This is my space for idle speculation. What’s cool about speculation in this space is that it can be really idle in the true sense. My thoughts don’t need to be developed beyond the heated coffee shop conversation stage, nor need be backed by too much evidence.
From that totally secure vantage point, I decided to rattle around randomly through literary history in my battered, quirky time-machine gathering patterns that might tell us which way our stories might go in the future.
Length
Will stories become longer or shorter? Though our attention span is decreasing, we’re becoming liberated from the constraints of print and paper and certain other costs related to marketing. There’s the pull towards shortening to hold attention wrestling out with the seeming possibility of infinite length.
Shall we simply become episodic, like our great old epics, every great story spawning multiple versions amongst multiple groups of people as our stories travel super-fast through the internet? Not just sequels and prequels but the great Mac Donald Burger stories adapting to different tastes?
Or is a single convention (regarding myths, patterns, word length, structure) going to establish itself totally with time so that the future will just be an image of the past with some creative distortions? That’s not to imply that the past was simple but that the dominant ways in which we’ve learnt to imagine the past make it appear simple. The simplicity leads to restrictive conventions through which we imagine the future. The conventions could get very effective strengthened by the speed and reach of the internet.
Events

Obviously, things that can happen in stories will change with time. Plots will no longer hinge on the colour of hair found in someone’s locket or have the chance to depict scenes with tragic irony when, say, family members prepare for an impending visit of a loved one from a foreign land while news of his death travels by letter via ship.

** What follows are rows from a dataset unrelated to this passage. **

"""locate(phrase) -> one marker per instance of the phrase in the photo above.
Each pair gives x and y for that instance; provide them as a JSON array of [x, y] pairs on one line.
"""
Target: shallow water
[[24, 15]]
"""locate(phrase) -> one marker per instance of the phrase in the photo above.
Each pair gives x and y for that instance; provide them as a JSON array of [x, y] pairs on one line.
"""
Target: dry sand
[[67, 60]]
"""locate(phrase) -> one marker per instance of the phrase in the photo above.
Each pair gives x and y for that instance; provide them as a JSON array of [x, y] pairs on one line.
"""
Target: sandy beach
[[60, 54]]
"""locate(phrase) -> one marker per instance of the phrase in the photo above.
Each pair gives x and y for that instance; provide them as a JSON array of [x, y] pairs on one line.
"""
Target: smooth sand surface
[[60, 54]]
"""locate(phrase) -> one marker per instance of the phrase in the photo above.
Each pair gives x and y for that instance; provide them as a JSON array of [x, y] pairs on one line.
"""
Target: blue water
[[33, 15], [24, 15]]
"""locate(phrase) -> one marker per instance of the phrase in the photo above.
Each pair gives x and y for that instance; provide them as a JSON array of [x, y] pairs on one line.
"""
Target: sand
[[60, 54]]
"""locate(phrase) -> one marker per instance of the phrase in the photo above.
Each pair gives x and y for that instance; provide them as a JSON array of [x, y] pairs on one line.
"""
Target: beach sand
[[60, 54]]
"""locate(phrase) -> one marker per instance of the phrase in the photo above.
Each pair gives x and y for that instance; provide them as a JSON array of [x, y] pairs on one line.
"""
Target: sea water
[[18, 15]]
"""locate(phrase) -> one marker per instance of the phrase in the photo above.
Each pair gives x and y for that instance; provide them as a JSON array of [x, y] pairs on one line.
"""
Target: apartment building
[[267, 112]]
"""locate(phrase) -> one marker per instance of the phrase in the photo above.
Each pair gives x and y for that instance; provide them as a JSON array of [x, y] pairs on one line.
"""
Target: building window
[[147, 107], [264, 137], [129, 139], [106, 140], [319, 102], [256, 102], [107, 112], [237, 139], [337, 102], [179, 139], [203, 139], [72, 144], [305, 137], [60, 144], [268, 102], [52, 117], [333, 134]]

But new ways of life have posed new challenges for writers already. How do you depict action between characters when people interact not face to face but over chat or social networking? How do you depict people living lives in a certain geographical place but existing mentally somewhere else where they have social lives with friends, family, even neighbours via the internet?
Some things will become simpler of course. The hit of a single “reply all” button by mistake on email alone can eliminate the need to depict several gossipy aunts and gentlemen in pubs as plot devices that reveal all.
Competition from multiple windows
People are increasingly flitting back and forth between different opened windows. These can trigger very different ways of thinking simultaneously in the same reader.
Will repetition, as in oral traditions or in epics become more common? Will every paragraph attempt to become a complete nugget of information by itself? Will multiple endings coexist? Will writers themselves form less linear and more divergent thought patterns in their own writing flitting back and forth between windows in their own writing itself?
How will our imagination change as we read and tell the new stories of the future?